Water, heat, bombardment: The evolution and current state of (2) Pallas

Using recent constraints on the shape and density of (2) Pallas, we model the thermal evolution of the body as a function of possible formation scenarios that differ in the time of formation and composition assumed for the protoplanet. We develop possible evolution scenarios for Pallas and compare these to available observations. Our models imply two distinct types of end states: those with a hydrosphere and silicate core, and those where the body is dominated by hydrated silicates. We show that for an initial ice-rock mixture with density 2400 kg/m3, Pallas is likely to differentiate and form a rocky core and icy shell. If Pallas accreted from material with lower initial ice content, our models indicate that Pallas’s interior is dominated by hydrated silicates, possibly with a core of anhydrous silicates. o investigate the possibility that Pallas’s initial density was similar to Ceres’, i.e., that it formed from an ice–rock mixture of density 2100 kg/m3. This implies that the object lost a significant fraction of its hydrosphere as a consequence of thermal oscillations and impacts, a distinct possibility given its density, evidence for impact excavation and current orbital parameters.
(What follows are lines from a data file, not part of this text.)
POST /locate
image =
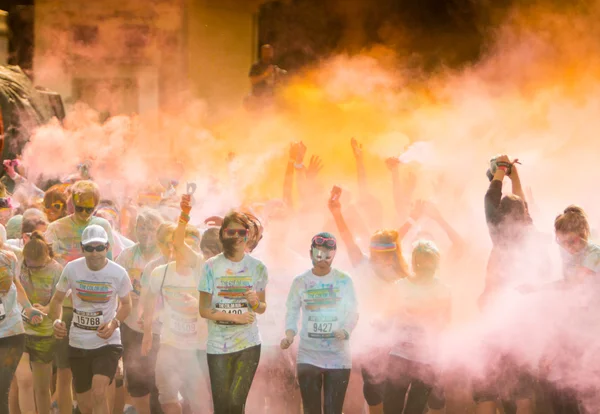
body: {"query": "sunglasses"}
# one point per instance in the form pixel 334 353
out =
pixel 88 210
pixel 56 206
pixel 320 241
pixel 91 249
pixel 234 232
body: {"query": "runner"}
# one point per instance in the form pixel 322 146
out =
pixel 139 373
pixel 65 237
pixel 232 291
pixel 55 202
pixel 178 367
pixel 164 238
pixel 422 311
pixel 99 287
pixel 378 272
pixel 12 332
pixel 329 314
pixel 39 274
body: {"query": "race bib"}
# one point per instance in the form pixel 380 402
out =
pixel 235 308
pixel 90 321
pixel 322 326
pixel 184 325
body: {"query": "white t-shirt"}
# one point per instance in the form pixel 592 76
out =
pixel 133 260
pixel 328 303
pixel 421 316
pixel 95 300
pixel 227 281
pixel 183 328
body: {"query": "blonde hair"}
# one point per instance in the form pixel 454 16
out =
pixel 378 248
pixel 85 187
pixel 573 220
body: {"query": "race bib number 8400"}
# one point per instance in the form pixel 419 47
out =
pixel 90 321
pixel 231 308
pixel 322 326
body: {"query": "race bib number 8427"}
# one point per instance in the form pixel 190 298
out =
pixel 322 326
pixel 90 321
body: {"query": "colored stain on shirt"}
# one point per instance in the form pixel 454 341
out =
pixel 95 292
pixel 323 298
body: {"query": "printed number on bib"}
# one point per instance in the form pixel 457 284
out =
pixel 322 326
pixel 183 325
pixel 231 308
pixel 90 321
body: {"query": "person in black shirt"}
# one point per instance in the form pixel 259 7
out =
pixel 265 75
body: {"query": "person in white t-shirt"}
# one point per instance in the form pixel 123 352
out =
pixel 99 287
pixel 139 370
pixel 329 308
pixel 232 291
pixel 422 311
pixel 181 361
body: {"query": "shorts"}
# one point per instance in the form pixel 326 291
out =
pixel 185 372
pixel 40 348
pixel 139 370
pixel 373 371
pixel 504 380
pixel 62 345
pixel 85 363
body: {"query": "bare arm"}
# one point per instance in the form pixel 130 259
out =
pixel 124 308
pixel 356 255
pixel 185 255
pixel 55 306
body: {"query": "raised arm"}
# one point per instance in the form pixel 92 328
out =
pixel 402 192
pixel 288 179
pixel 356 255
pixel 184 253
pixel 361 172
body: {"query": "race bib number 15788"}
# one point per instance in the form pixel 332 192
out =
pixel 90 321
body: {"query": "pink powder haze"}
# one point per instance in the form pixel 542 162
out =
pixel 534 95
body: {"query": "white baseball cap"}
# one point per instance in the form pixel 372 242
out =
pixel 94 234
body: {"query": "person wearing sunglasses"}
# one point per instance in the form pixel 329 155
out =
pixel 326 299
pixel 139 372
pixel 55 203
pixel 181 361
pixel 38 273
pixel 383 266
pixel 580 268
pixel 64 235
pixel 232 291
pixel 420 309
pixel 101 302
pixel 14 307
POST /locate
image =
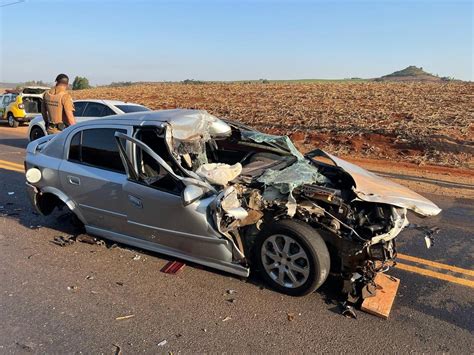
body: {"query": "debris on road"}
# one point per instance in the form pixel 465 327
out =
pixel 118 349
pixel 173 267
pixel 125 317
pixel 86 239
pixel 64 240
pixel 380 305
pixel 348 311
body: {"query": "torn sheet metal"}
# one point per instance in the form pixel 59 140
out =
pixel 219 173
pixel 286 180
pixel 198 126
pixel 230 203
pixel 373 188
pixel 295 175
pixel 282 142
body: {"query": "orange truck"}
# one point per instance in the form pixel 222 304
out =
pixel 18 106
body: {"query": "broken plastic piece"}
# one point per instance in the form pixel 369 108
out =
pixel 125 317
pixel 348 311
pixel 173 267
pixel 218 173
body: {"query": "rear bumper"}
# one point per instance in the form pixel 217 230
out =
pixel 27 117
pixel 32 193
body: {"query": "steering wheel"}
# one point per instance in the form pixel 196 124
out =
pixel 245 158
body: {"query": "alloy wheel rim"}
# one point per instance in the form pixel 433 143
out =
pixel 285 261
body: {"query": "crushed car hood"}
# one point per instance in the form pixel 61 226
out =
pixel 373 188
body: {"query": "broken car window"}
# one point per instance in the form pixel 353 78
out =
pixel 96 147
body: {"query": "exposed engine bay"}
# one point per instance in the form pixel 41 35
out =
pixel 263 178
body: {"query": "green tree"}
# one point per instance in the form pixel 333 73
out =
pixel 80 83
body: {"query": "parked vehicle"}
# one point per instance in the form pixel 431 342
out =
pixel 187 184
pixel 87 110
pixel 19 106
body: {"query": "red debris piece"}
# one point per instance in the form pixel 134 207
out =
pixel 173 267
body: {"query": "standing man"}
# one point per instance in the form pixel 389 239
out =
pixel 57 108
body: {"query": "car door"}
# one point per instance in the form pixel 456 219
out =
pixel 96 110
pixel 4 101
pixel 155 209
pixel 92 175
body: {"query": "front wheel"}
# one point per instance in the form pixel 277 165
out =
pixel 36 132
pixel 292 257
pixel 12 122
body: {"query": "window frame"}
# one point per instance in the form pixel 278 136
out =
pixel 134 161
pixel 94 103
pixel 130 160
pixel 86 103
pixel 78 130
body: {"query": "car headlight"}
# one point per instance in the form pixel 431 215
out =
pixel 33 175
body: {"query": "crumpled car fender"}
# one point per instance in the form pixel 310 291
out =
pixel 370 187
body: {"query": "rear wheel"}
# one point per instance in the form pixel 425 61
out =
pixel 292 257
pixel 12 122
pixel 36 132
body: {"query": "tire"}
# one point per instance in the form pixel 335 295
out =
pixel 12 122
pixel 278 266
pixel 36 132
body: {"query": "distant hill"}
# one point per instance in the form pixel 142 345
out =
pixel 412 73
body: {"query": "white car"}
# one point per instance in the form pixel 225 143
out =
pixel 87 110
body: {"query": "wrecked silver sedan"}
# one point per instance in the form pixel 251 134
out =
pixel 187 184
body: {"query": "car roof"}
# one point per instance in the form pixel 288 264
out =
pixel 177 116
pixel 161 115
pixel 109 102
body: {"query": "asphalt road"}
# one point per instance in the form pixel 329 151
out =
pixel 66 299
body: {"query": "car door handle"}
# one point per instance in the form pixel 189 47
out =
pixel 74 180
pixel 135 201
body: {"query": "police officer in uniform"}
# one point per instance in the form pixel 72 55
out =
pixel 57 108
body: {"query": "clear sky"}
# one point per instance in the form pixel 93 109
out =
pixel 232 40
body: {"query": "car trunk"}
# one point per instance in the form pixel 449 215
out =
pixel 32 104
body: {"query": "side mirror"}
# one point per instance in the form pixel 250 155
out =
pixel 192 193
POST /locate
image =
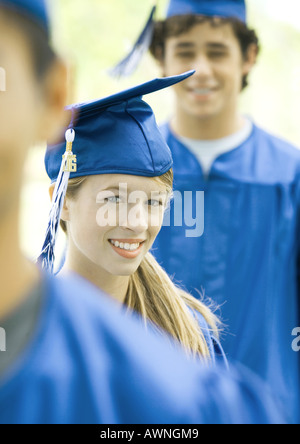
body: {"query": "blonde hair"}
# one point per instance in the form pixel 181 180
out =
pixel 152 293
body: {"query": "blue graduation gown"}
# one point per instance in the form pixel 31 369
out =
pixel 247 260
pixel 90 363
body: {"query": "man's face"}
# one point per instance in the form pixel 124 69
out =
pixel 113 222
pixel 215 54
Its blue spectral slope and observed surface variation may also be evidence for such a process (e.g. Jewitt, D.C. [2002]. Astron. J. 123, 1039–1049; Schmidt, B.E. et al. [2009]. Science 326, 275–279; Yang, B., Jewitt, D. [2010]. Astron. J. 140, 692–698). If Pallas still contains a thin layer of water ice, then that layer corresponds to the bottom of a former icy shell, and as such, could be enriched in non-ice materials such as organics. We evaluate the likeliness of each scenario and show the general magnitude of water loss processes for Pallas. Given a balance of observational and theoretical constraints, we favor a water-rich accretion for Pallas that implies that Pallas has lost a significant fraction of its initial water content through exogenic processes since its internal evolution ceased. We also discuss implications of this work to other hydrated asteroids.